Adrenaline Rush - The First Punch

  • First-line: Adrenaline (Epinephrine) - immediate, life-saving.
  • Mechanism: α1 (vasoconstriction, ↓edema), β1 (↑heart rate/contractility), β2 (bronchodilation, ↓mediator release).
    • 📌 Mnemonic: "Adrenaline's Action Boosts Circulation & Breathing": Alpha, Beta-1, Beta-2.
  • Route: IM, anterolateral mid-thigh. (Superior to SC).
    • IM Adrenaline Injection Site: Anterolateral Thigh
  • Dose (1:1000 solution):
    • Adults: 0.3-0.5 mg (max 0.5 mg)
    • Children: 0.01 mg/kg (max 0.3 mg)
  • Repeat: Every 5-15 mins if needed.
  • Positioning:
    • Supine, legs elevated (if hypotensive).
    • Sit up if severe respiratory distress or vomiting.

Exam Favourite: IM adrenaline in the anterolateral thigh achieves faster and higher peak plasma levels than SC injection.

Backup Brigade - Supporting Cast

  • Oxygen: High flow 8-10 L/min.
  • IV Fluids: Crystalloids (NS/RL) 10-20 ml/kg rapid bolus.
  • Antihistamines:
    • H1 Blocker: Diphenhydramine 25-50 mg IV/IM or Cetirizine 10 mg IV/PO.
    • H2 Blocker: Ranitidine 50 mg IV.
    • For cutaneous symptoms; no effect on BP/airway.
  • Corticosteroids:
    • Hydrocortisone 100-200 mg IV or Methylprednisolone 1-2 mg/kg IV.
    • Onset 4-6 hrs; prevent biphasic/protracted reactions.
  • Bronchodilators:
    • Salbutamol nebulized (5 mg) for persistent wheezing.

⭐ Antihistamines & corticosteroids are second-line; NEVER delay adrenaline administration.

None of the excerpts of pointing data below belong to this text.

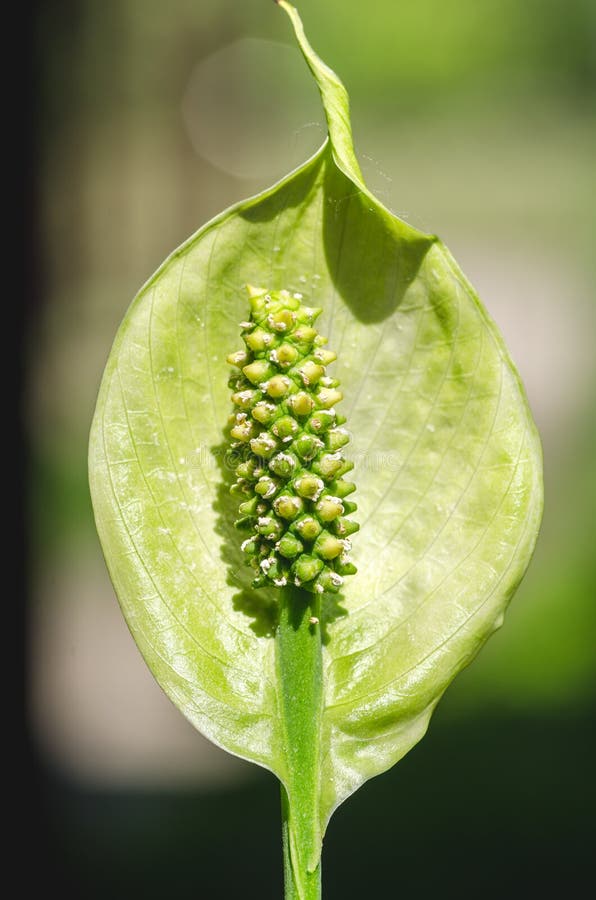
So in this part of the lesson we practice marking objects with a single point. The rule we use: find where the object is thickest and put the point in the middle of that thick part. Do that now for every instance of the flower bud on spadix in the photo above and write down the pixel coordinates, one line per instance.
(286, 448)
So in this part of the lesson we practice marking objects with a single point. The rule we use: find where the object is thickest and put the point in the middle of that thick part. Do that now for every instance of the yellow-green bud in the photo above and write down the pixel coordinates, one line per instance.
(286, 449)
(329, 508)
(287, 506)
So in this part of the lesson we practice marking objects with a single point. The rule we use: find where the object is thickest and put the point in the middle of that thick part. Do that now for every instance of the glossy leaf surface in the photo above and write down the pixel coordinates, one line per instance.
(447, 457)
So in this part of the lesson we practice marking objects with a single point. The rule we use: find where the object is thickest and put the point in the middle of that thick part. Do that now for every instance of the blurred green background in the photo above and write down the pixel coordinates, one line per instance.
(473, 119)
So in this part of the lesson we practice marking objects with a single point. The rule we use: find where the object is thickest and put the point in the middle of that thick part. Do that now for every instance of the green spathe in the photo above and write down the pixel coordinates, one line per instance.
(448, 467)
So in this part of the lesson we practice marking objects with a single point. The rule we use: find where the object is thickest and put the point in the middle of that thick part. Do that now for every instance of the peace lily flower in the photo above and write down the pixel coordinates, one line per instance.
(323, 674)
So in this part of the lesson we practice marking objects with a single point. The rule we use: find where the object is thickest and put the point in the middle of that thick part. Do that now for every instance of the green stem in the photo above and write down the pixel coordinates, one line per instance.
(300, 676)
(312, 880)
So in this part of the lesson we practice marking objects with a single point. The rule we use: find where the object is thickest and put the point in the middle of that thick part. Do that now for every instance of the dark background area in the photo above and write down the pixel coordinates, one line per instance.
(474, 121)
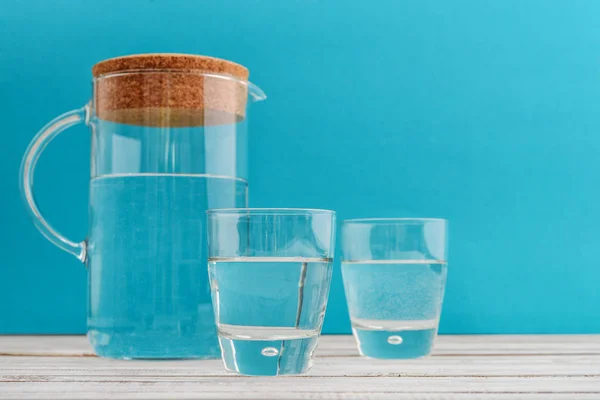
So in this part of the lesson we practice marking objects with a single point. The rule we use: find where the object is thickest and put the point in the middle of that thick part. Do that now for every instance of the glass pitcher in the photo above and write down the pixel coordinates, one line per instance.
(169, 141)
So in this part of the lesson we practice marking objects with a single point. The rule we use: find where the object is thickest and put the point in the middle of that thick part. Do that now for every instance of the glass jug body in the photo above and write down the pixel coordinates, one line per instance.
(156, 168)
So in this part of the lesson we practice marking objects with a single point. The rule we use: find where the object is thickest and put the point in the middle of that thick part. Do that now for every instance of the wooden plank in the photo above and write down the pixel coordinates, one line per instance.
(507, 366)
(344, 345)
(236, 387)
(462, 367)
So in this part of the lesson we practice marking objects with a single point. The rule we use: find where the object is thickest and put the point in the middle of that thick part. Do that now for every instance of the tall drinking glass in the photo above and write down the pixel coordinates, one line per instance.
(270, 272)
(394, 273)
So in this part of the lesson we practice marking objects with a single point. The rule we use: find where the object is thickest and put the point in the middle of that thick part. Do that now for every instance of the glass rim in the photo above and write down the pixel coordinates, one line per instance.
(269, 211)
(393, 220)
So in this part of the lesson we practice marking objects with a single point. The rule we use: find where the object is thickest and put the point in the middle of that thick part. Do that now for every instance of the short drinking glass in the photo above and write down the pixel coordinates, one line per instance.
(394, 273)
(270, 272)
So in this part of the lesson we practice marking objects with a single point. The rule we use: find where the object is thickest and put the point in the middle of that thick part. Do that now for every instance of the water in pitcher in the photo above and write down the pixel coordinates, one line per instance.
(149, 291)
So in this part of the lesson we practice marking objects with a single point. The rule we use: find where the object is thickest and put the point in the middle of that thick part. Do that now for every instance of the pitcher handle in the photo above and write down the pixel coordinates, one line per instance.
(30, 159)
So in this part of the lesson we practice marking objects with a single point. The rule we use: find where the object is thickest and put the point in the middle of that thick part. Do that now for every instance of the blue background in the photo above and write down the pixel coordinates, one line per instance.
(483, 112)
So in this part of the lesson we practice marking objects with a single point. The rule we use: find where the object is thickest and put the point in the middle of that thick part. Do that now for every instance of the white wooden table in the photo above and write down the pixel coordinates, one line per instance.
(462, 367)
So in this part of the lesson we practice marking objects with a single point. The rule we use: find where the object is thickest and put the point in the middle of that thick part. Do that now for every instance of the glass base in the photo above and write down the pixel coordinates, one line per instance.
(268, 357)
(406, 344)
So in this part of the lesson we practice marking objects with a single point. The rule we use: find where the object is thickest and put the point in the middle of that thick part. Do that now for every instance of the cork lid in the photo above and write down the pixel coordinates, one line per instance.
(170, 90)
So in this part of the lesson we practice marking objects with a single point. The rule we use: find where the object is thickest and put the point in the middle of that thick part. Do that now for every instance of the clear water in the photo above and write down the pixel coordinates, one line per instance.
(149, 290)
(394, 305)
(269, 312)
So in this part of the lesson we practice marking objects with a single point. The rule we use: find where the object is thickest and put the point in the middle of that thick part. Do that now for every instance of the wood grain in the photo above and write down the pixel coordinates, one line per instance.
(462, 367)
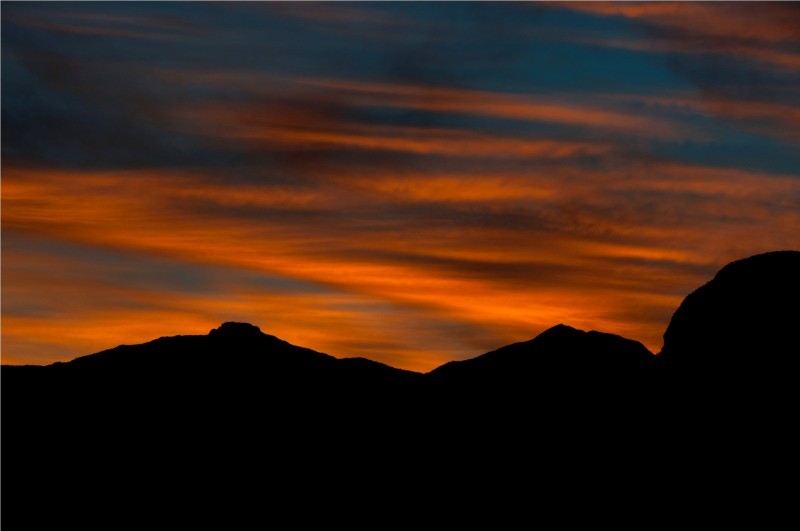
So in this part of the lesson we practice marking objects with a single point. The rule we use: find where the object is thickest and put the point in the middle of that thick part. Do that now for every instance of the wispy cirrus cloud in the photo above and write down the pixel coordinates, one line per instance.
(764, 33)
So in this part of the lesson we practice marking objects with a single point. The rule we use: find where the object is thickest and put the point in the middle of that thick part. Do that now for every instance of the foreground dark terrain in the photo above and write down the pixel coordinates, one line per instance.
(176, 411)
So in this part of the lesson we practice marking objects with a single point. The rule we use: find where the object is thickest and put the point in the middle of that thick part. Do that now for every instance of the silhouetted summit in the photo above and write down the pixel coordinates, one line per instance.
(747, 318)
(560, 350)
(238, 330)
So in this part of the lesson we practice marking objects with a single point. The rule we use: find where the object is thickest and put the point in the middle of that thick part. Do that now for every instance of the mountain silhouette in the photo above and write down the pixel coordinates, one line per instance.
(745, 319)
(560, 349)
(188, 417)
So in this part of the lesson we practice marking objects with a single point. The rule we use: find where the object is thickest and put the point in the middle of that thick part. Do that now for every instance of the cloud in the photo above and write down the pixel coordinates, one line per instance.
(585, 252)
(761, 32)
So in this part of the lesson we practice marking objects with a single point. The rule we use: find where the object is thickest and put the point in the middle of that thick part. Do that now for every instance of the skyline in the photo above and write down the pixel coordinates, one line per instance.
(409, 182)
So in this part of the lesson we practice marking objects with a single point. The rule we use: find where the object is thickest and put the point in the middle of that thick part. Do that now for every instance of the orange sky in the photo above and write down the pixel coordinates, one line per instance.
(399, 214)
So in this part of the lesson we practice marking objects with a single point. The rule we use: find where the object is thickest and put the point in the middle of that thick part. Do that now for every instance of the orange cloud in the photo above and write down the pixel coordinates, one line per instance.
(757, 31)
(577, 264)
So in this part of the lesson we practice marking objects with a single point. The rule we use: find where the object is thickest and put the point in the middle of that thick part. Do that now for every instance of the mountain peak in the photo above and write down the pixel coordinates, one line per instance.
(233, 329)
(743, 320)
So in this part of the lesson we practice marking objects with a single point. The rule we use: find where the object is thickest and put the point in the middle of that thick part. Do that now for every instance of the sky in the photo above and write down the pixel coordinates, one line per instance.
(411, 182)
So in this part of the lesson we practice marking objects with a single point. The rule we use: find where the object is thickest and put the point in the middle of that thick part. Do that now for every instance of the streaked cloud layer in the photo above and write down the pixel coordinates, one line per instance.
(408, 182)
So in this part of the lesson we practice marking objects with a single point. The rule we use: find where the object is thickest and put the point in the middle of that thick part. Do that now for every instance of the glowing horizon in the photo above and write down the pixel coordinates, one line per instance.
(353, 180)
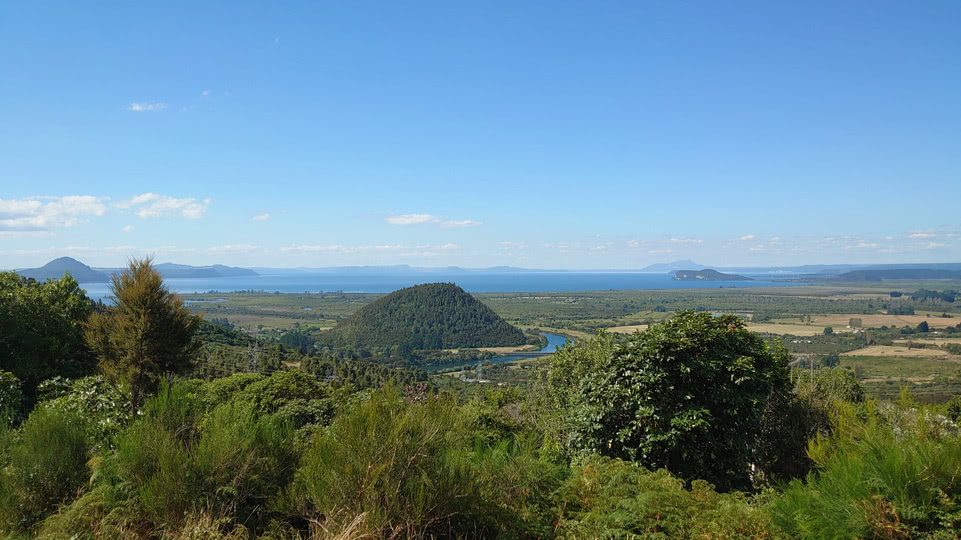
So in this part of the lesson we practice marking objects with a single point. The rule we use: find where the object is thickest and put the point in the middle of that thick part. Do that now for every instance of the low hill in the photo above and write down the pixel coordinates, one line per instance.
(673, 266)
(171, 270)
(56, 268)
(899, 273)
(707, 275)
(430, 316)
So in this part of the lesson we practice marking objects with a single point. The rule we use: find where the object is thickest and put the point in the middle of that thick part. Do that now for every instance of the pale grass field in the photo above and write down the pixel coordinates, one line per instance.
(894, 350)
(627, 329)
(875, 321)
(795, 329)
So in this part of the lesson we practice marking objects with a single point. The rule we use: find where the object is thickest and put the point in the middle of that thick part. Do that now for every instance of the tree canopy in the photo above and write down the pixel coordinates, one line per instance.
(41, 334)
(147, 333)
(687, 395)
(430, 316)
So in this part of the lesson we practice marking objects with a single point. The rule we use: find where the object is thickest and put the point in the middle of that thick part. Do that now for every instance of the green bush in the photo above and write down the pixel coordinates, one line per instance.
(48, 467)
(610, 498)
(11, 398)
(885, 472)
(403, 465)
(232, 466)
(105, 407)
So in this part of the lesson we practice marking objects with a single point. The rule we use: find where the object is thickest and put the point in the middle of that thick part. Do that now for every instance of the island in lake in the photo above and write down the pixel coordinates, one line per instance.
(707, 275)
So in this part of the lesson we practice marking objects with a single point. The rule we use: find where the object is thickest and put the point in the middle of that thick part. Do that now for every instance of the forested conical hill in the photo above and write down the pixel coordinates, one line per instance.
(430, 316)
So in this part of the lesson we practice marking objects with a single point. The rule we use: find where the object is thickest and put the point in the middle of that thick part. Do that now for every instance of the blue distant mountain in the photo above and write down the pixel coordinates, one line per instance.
(56, 268)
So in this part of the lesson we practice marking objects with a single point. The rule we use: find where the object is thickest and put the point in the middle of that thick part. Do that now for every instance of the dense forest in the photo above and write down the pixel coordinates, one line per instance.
(694, 428)
(431, 316)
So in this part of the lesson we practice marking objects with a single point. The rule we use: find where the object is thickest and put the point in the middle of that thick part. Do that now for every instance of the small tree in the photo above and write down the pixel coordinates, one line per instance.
(146, 334)
(686, 395)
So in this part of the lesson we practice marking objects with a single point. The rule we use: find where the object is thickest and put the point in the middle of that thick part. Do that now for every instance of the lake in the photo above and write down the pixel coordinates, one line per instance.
(475, 282)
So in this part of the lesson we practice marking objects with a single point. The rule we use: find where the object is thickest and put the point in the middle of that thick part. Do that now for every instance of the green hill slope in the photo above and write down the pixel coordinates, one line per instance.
(431, 316)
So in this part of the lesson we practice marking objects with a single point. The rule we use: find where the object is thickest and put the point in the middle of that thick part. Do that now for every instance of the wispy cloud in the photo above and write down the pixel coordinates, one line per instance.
(463, 223)
(152, 205)
(426, 219)
(512, 246)
(145, 106)
(44, 214)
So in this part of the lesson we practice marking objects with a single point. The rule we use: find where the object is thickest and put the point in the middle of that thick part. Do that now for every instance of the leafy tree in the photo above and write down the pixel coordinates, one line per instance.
(148, 333)
(10, 397)
(686, 395)
(41, 334)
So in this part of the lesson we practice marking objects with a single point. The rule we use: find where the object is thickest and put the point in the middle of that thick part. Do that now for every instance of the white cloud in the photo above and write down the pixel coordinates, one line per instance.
(413, 219)
(464, 223)
(687, 241)
(151, 205)
(145, 106)
(425, 219)
(230, 248)
(43, 214)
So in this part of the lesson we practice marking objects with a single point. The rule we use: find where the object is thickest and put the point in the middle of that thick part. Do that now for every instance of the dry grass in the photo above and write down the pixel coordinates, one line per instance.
(897, 351)
(875, 321)
(627, 329)
(794, 329)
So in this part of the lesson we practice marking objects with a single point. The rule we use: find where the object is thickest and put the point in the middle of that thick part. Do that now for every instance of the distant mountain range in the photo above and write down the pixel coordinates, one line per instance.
(56, 268)
(812, 272)
(707, 275)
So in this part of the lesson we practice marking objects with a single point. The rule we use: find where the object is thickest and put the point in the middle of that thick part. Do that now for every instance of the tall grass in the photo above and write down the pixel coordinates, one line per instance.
(403, 465)
(47, 468)
(885, 472)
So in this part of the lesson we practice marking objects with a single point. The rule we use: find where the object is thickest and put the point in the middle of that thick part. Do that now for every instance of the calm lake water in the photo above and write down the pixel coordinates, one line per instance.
(553, 342)
(471, 282)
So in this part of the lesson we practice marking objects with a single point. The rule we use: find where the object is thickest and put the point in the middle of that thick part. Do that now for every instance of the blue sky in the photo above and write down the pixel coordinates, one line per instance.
(538, 134)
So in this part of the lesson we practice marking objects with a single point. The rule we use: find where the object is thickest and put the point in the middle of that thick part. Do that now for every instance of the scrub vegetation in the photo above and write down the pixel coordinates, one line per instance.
(692, 427)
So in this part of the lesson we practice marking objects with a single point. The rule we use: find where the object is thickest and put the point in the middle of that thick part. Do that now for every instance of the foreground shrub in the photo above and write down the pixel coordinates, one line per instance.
(47, 468)
(11, 398)
(884, 473)
(174, 463)
(610, 498)
(403, 465)
(103, 405)
(687, 395)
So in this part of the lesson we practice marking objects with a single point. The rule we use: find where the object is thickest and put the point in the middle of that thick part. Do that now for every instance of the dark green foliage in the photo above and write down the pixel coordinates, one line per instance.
(11, 398)
(886, 472)
(103, 405)
(610, 498)
(48, 467)
(432, 316)
(402, 464)
(686, 395)
(169, 464)
(40, 331)
(792, 418)
(146, 334)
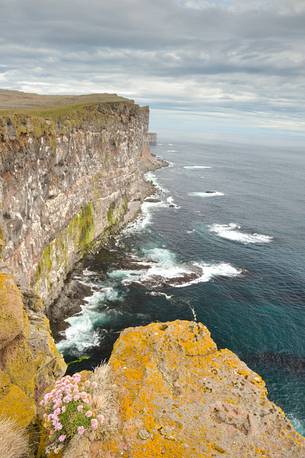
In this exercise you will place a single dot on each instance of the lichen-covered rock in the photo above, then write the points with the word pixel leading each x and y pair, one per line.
pixel 29 359
pixel 180 397
pixel 69 174
pixel 11 310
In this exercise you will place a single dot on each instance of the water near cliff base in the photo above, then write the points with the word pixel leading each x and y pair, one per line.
pixel 222 242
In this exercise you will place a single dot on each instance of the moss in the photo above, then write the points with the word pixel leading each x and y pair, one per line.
pixel 58 256
pixel 2 241
pixel 110 214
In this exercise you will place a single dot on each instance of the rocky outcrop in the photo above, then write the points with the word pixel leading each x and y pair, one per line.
pixel 29 360
pixel 69 174
pixel 179 396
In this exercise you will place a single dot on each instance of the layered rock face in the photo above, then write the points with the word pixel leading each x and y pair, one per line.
pixel 181 397
pixel 29 360
pixel 71 171
pixel 68 175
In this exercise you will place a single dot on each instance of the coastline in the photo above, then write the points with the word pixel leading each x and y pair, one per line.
pixel 74 292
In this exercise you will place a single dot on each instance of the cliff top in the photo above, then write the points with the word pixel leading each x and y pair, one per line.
pixel 22 101
pixel 179 396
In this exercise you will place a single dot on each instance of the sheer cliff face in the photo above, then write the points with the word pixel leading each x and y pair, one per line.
pixel 68 176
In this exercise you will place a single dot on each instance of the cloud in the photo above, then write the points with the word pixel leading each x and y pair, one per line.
pixel 196 55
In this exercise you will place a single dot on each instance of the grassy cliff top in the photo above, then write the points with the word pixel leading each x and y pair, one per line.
pixel 49 115
pixel 25 102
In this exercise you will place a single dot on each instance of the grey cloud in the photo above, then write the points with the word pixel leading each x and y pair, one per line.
pixel 188 54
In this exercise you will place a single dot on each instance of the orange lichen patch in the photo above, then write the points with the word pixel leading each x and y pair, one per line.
pixel 17 406
pixel 180 397
pixel 11 310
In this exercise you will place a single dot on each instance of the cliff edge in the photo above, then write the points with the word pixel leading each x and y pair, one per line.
pixel 71 174
pixel 181 397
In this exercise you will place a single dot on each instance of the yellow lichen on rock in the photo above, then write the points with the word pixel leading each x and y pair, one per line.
pixel 11 310
pixel 17 406
pixel 180 397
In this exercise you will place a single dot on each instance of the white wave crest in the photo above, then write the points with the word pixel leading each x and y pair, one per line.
pixel 233 232
pixel 158 293
pixel 162 268
pixel 209 271
pixel 206 194
pixel 171 202
pixel 151 177
pixel 81 333
pixel 195 167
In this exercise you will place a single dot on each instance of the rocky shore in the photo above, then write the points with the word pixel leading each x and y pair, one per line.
pixel 71 175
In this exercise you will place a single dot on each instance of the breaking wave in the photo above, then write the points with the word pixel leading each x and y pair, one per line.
pixel 194 167
pixel 160 267
pixel 233 232
pixel 81 333
pixel 206 194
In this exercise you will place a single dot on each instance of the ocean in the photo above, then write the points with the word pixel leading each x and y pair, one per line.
pixel 223 243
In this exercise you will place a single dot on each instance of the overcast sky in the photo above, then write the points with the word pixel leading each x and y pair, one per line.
pixel 232 65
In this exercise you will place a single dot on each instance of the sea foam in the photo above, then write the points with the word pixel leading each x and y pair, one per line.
pixel 206 194
pixel 161 268
pixel 195 167
pixel 233 232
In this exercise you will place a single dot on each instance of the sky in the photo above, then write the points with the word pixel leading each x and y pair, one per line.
pixel 207 68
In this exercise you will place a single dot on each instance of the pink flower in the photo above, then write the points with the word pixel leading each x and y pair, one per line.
pixel 81 430
pixel 101 418
pixel 94 423
pixel 77 378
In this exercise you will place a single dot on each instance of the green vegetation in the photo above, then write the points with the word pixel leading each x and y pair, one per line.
pixel 75 238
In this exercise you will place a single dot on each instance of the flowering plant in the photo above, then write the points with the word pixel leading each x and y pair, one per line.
pixel 68 411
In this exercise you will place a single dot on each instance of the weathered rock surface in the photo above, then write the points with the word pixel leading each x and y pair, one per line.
pixel 68 174
pixel 181 397
pixel 29 360
pixel 71 171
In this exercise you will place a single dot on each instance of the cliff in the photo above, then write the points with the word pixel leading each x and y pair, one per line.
pixel 71 173
pixel 179 396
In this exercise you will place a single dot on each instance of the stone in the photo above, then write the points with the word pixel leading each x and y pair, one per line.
pixel 179 396
pixel 11 310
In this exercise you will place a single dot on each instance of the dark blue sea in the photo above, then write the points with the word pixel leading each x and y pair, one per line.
pixel 222 242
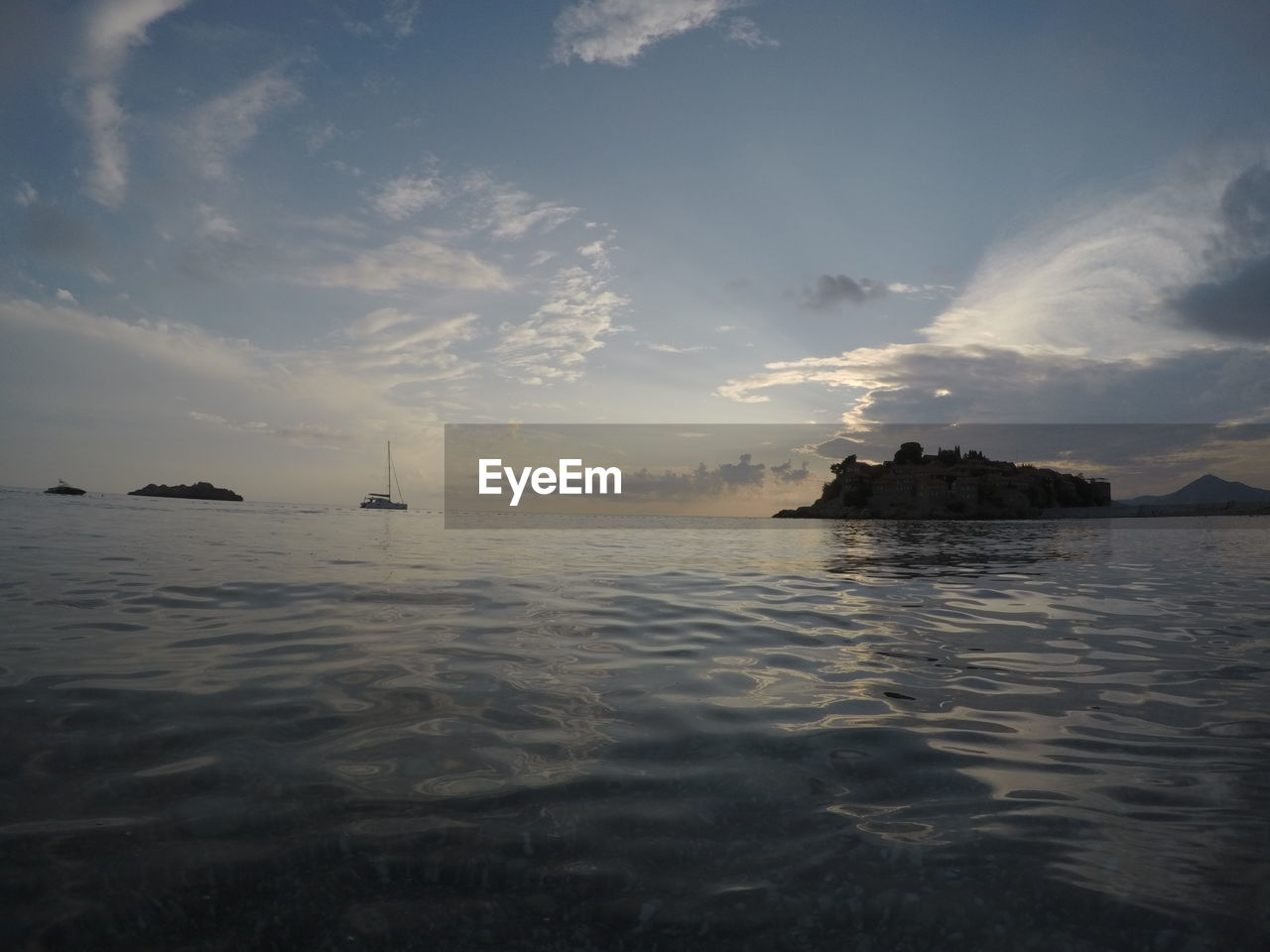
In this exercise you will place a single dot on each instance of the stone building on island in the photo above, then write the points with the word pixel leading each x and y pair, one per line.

Tough Cases & Twists - When It Gets Tricky

  • Refractory Anaphylaxis: Persistent hypotension or bronchospasm despite ≥2 appropriate adrenaline doses.
    • Management:
  • Biphasic Reactions: Symptoms recur hours later. Management similar to initial episode.
  • Observation Period: Minimum 4-8 hours post-symptom resolution. Longer for severe reactions or biphasic risk.
  • Discharge Planning: Crucial for future safety.
    • Comprehensive Adrenaline Auto-Injector (AAI) training.
    • EpiPen Injection Steps Diagram
    • Prompt allergy referral, detailed written action plan.

⭐ Glucagon is crucial for anaphylaxis in patients on beta-blockers refractory to adrenaline, due to its positive inotropic/chronotropic effects independent of beta-receptors.

High‑Yield Points - ⚡ Biggest Takeaways

  • Intramuscular Adrenaline is life-saving and first-line; administer into anterolateral thigh.
  • Dose: Adults 0.3-0.5 mg (1:1000); Children 0.01 mg/kg. Repeat q5-15 mins PRN.
  • Prioritize airway management; early intubation for severe angioedema/respiratory compromise.
  • Antihistamines (H1/H2) & corticosteroids are adjunctive, not primary treatment.
  • Manage hypotension with IV crystalloids; administer supplemental oxygen.
  • Consider glucagon for patients on beta-blockers refractory to adrenaline.
  • Observe 4-8 hours post-resolution for potential biphasic reactions.